Holzman incita à reflexão sobre o que ocorre atualmente com a invasão russa na Ucrânia, uma agressão “que pode ser analisada sob o prisma do que aconteceu em Hong Kong”. “A Rússia também não tolerou a liberdade que havia na Ucrânia, assim como a China não suportou o desejo de liberdade em Hong Kong”, lamenta a pesquisadora.

Memória apagada da juventude chinesa

A juventude chinesa, no entanto, parece estar mais revoltada com as medidas restritivas contra a pandemia, como relata o correspontende da RFI em Pequim. Segundo ele, trata-se de uma juventude irritada com as barreiras, restrições sanitárias e a burocracia, “mas quando perguntamos a três estudantes o que significa para eles o 4 de junho, a resposta é hesitante”.

“Sei que há um festival no dia 4 de junho, mas não sei qual deles”, diz um deles. “É o Festival do Barco do Dragão?”, indaga um outro. “Não, não é algo vermelho (referência ao Partido Comunista)?”, pergunta o terceiro. “É isso, é o dia da liberdade!”, exclama. Na verdade, o  4 de junho de 1989 não foi exatamente o “dia da liberdade”, mas o dia da intervenção do Exército chinês contra a revolta popular em Pequim, mas também em 300 cidades da China.

Esses alunos não eram nascidos há 33 anos, mas um professor aposentado, entrevistado pela reportagem na capital chinesa, já o era. Sua memória, no entanto, também encontra problemas para recordar o passado. “Bem, não falamos sobre isso há anos. Foi quando os estudantes foram para as ruas? Na época, eu vivia na província de Henan, não me lembro”, diz, hesitante.

“Lagostas, lagostas frescas para levar”, grita um proprietário de restaurante, forçado a vender comida na rua, com a pandemia. No anticlímax da Covid-19, aqueles que foram autorizados a sair se retraem imediatamente à simples menção de uma memória sufocada por mais de três décadas de censura.

Celebrações proibidas em Hong Kong

A comemoração do massacre de Tian An Men foi proibida em Hong Kong há dois anos, oficialmente por razões sanitárias. Todos os organizadores das vigílias de 4 de junho estão atualmente na prisão. Uma parte do Victoria Park, local histórico e tradicional dessas manifestações, foi fechado e colocado sob forte vigilância desde sexta-feira (3).

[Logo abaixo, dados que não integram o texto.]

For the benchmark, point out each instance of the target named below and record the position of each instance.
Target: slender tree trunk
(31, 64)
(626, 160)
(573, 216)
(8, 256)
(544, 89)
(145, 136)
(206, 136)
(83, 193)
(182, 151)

Segundo a correspondente da RFI em Hong Kong, Florence de Changy, o contexto mudou drasticamente em dois anos.

O advento da Lei de Segurança Nacional e as restrições sanitárias da pandemia continuam a limitar as manifestações públicas. Além dessas proibições, as autoridades policiais advertiram que mesmo ir “sozinho” para Causeway Bay neste sábado (4) poderia resultar em prisão por assembleia ilegal. Pequim até avisou os diplomatas em Hong Kong para não sublinhar a data, como alguns fizeram no ano passado, acendendo pequenas velas nas janelas de seus escritórios. Nem mesmo isso já não é mais tolerado por Pequim.

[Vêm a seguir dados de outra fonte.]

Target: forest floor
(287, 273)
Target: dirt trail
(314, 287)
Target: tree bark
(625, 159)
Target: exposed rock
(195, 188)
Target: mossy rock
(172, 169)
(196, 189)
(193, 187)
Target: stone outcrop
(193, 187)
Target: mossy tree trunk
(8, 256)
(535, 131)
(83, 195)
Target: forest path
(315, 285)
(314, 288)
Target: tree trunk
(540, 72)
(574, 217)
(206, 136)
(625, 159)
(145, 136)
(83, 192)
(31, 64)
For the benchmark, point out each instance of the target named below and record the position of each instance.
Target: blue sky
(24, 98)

Assim, os habitantes de Hong Kong recorrem a subterfúgios: vestir-se de branco em vez de preto para indicar seu luto ou apenas dar um “passeio” pelo parque. Alguns compraram ingressos de cinema para fornecer um álibi em caso de prisão.

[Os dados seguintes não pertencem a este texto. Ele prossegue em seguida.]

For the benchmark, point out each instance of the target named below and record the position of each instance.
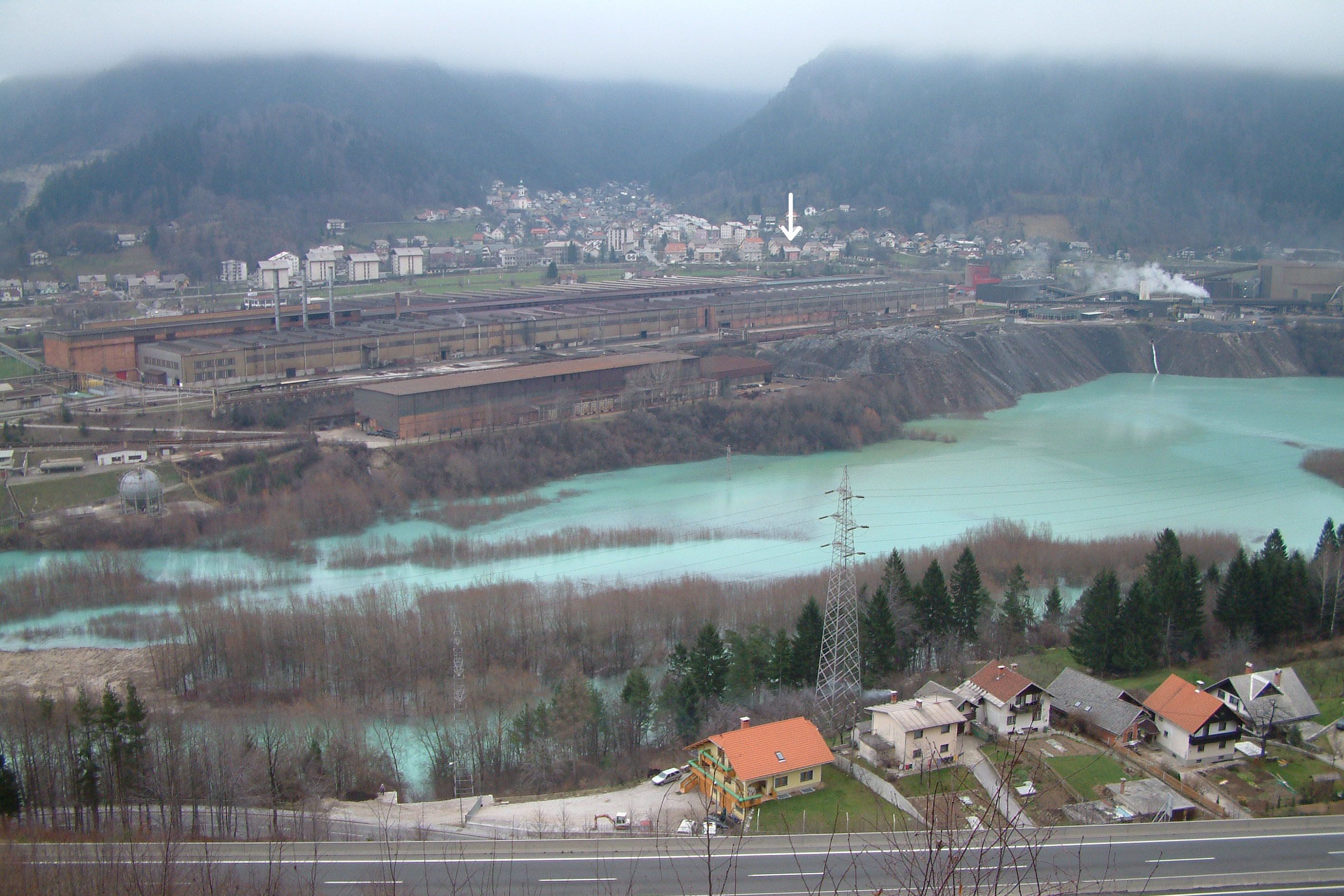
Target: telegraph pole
(839, 670)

Em uma das principais universidades de Hong Kong, estudantes espalharam pelo campus miniaturas impressas em 3D da famosa Deusa da Democracia, o símbolo do movimento estudantil chinês de 1989. Trata-se de um verdadeiro ato de ousadia política nos tempos atuais, uma vez que a polícia busca apagar da memória todos os vestígios do trágico 4 de junho de 1989, algo que os habitantes de Hong Kong nutriram admiravelmente bem nas últimas três décadas.